Murphy watched me pace for a moment then, with a resolute shift of his shoulders, he joined me.
He made sure not to touch me—of course he wouldn’t—but he was near enough that I was comforted. I wanted to touch him but I didn’t. My emotions were shredded.
Fear, bottomless and dreadful, whipped through my body and snagged in my brain where it turned my thoughts into a whirling mass of fleeting impressions—the cold of the gurney against my bare skin—the stink of Bethany’s fear and unwashed, infected body. Nate’s laughter in the wood shed as I swung the wrench ineffectually at his head.

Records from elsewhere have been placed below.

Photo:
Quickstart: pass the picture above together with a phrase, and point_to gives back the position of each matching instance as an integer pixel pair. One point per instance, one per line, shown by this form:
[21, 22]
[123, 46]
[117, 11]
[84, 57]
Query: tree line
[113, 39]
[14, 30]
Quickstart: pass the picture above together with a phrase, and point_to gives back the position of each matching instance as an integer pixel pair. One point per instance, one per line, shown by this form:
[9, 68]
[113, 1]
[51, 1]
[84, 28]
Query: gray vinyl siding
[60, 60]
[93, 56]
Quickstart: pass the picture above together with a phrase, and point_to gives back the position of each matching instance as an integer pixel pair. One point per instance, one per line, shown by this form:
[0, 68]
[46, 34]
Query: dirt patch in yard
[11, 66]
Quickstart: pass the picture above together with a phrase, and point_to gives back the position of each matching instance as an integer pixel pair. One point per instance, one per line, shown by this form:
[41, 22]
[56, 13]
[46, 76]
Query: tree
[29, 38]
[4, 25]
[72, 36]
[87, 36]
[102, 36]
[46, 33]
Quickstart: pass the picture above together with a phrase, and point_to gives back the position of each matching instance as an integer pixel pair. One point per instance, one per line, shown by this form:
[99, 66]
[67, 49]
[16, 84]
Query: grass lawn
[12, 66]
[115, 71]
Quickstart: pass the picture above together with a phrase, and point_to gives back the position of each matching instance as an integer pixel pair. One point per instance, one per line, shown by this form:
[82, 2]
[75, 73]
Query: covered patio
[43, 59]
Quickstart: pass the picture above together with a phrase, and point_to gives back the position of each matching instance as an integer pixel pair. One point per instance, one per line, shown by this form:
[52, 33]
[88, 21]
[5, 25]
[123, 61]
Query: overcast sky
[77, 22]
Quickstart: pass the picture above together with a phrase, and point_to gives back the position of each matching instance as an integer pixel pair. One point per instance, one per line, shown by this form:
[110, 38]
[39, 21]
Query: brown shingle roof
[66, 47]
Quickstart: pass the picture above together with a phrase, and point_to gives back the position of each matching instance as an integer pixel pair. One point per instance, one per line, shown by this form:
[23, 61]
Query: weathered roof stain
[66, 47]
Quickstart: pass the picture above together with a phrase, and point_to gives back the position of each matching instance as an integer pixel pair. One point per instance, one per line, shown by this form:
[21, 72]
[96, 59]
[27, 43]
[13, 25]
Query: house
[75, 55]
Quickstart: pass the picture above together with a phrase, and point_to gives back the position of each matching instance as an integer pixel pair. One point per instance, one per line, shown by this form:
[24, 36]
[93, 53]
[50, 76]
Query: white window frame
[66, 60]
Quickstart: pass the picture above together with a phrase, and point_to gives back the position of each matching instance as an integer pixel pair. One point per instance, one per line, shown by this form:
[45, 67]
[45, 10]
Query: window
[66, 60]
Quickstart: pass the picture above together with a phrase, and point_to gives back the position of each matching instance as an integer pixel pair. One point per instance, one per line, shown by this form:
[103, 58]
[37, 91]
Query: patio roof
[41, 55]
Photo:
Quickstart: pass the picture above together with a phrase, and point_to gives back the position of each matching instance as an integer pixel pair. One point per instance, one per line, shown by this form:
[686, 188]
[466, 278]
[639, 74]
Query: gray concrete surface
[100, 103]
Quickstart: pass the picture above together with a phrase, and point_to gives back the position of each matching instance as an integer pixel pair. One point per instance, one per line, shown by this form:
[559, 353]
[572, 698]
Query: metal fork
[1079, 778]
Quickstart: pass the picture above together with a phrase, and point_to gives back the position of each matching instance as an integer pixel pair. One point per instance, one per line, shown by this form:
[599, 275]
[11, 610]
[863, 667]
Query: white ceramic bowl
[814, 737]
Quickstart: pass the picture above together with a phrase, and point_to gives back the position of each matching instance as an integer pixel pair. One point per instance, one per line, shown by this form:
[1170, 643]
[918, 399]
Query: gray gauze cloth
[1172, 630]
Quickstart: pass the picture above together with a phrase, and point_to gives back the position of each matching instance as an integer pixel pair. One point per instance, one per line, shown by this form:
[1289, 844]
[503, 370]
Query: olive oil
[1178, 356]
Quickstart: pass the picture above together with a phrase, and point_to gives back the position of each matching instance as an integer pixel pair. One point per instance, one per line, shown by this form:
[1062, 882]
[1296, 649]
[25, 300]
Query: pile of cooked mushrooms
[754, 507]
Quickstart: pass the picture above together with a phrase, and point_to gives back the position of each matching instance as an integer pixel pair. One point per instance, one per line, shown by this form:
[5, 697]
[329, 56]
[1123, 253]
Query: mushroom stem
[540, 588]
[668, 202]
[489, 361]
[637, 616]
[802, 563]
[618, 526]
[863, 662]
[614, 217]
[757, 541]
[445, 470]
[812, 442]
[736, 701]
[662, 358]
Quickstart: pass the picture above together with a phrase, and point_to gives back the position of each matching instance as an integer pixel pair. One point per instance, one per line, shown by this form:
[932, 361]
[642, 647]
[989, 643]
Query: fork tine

Then the tribunal. The relentless damnation of my poor, damaged wolf.
“God, I wish I were anywhere else but here,” I whispered. Murphy gave me a sympathetic smile.
“Not too late to turn the car around and go back to Boston.” He was so close I smelled his cologne, but so far away he might have been on the moon.
I wrapped my arms around myself and walked toward a chain link fence that separated the rest stop from a small stretch of pine trees. The crisp scent of evergreen was pungent in my nose and I drew deep breaths in an attempt to cleanse myself. My head hurt again and, when I touched the sort spot at the base of my skull, I winced.
Murphy waited patiently but, after a moment, Paddy stalked over and assessed the situation.
“She wouldn’t suffer half so much if she had the pack bond to fall back on.” Paddy glared at Murphy as if to accuse him of something. Murphy’s jaw tightened but he didn’t say anything.
“Pack bond?” With reluctance, I turned away from the pine trees. My fingers were hooked in the spaces between the chain links so hard the wire left indentations. My brain was less fuzzy and the awful memories had retreated. For the moment, anyway.